Doctors were unable to save his lower leg, which was amputated just below his knee in August 2010. A few months later, Jordan received a prosthetic leg and began adjusting to life as an amputee with his wife, Katie, 24, and daughter, Olivia, 4, by his side.
'I never wanted to get out. I wanted to make a career out of it,' Jordan said of the Army.
Jordan was attached to the 2nd Brigade 4th Infantry Division at Fort Carson, Colo., but has now moved back to Epping.
Jordan said his biggest concern about the move was that he and his wife bought a house before he found work.
'I was hoping I was going to find something really fast. I got lucky,' he said.
Jordan was hired late last summer as a full-time correctional officer at the Rockingham County jail. So far, the job is going well.

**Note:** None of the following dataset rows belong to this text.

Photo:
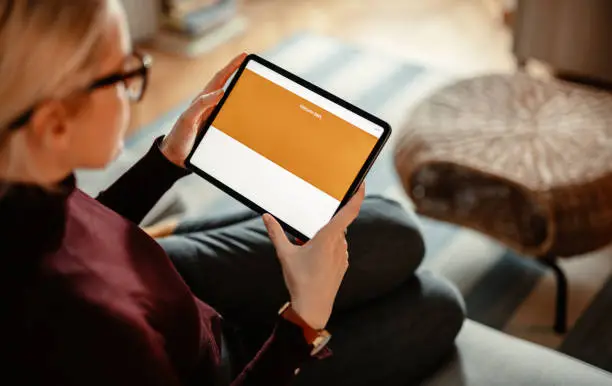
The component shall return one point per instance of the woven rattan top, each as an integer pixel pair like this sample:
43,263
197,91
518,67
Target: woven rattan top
539,134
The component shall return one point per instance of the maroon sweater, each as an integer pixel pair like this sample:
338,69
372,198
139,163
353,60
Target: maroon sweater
89,299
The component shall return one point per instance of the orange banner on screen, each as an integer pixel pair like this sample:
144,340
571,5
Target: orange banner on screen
310,142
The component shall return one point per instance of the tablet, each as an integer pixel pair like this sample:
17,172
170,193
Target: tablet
284,146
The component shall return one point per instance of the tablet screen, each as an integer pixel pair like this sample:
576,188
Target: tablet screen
289,150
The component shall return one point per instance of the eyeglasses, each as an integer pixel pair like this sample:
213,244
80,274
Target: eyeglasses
135,78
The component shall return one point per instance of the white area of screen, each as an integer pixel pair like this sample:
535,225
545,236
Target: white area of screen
278,191
316,99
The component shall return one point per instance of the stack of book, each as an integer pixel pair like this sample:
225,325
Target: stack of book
194,27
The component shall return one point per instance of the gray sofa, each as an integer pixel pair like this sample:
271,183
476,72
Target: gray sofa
488,357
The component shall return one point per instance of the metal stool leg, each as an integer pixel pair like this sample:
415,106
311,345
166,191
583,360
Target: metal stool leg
560,325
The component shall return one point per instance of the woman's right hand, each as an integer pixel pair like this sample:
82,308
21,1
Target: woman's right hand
314,271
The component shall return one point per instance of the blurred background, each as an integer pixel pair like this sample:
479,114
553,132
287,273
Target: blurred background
191,39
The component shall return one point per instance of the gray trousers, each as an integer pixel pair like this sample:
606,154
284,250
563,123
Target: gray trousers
391,324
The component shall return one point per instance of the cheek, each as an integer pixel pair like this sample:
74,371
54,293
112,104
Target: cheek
104,129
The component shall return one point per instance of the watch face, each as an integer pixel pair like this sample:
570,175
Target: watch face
320,342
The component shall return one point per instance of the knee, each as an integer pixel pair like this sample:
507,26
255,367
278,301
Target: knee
388,233
442,307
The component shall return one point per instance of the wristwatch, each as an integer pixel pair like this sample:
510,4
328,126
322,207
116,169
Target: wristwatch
318,339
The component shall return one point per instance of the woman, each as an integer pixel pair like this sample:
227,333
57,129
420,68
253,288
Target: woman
89,298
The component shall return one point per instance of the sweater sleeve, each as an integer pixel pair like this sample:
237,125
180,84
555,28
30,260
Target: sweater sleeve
134,194
98,348
278,362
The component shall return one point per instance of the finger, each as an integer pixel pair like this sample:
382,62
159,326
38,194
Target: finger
277,235
221,77
201,108
348,213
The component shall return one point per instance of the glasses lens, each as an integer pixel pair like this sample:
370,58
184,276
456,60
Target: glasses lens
135,84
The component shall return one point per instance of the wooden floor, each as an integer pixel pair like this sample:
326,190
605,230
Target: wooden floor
465,34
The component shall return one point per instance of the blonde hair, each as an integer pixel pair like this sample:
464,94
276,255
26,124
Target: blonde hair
47,48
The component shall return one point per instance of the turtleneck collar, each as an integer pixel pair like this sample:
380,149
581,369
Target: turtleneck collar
32,218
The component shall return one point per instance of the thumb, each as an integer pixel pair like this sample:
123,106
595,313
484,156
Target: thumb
199,110
277,235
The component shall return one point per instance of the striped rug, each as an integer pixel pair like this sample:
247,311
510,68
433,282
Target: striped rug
502,289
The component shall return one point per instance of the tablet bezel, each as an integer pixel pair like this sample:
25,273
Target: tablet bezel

While he misses the Army, Jordan said he's glad to be back in Epping.
He first moved to town when he was in the eighth grade and played on the high school football team. He has remained active since the amputation, spending time on the golf course and now coaching Epping Middle School football.
In their dedication, selectmen thanked all men and women who have served the country and their families for the sacrifices they've made.
Jordan's wife helped him through his recovery while also caring for their young daughter and studying full time at Colorado Technical University through a scholarship awarded by the school to wounded service members and their spouses. She earned her associate's degree and is now pursuing a bachelor's degree in health services administration through a second scholarship.
'We've adjusted really well,' she said.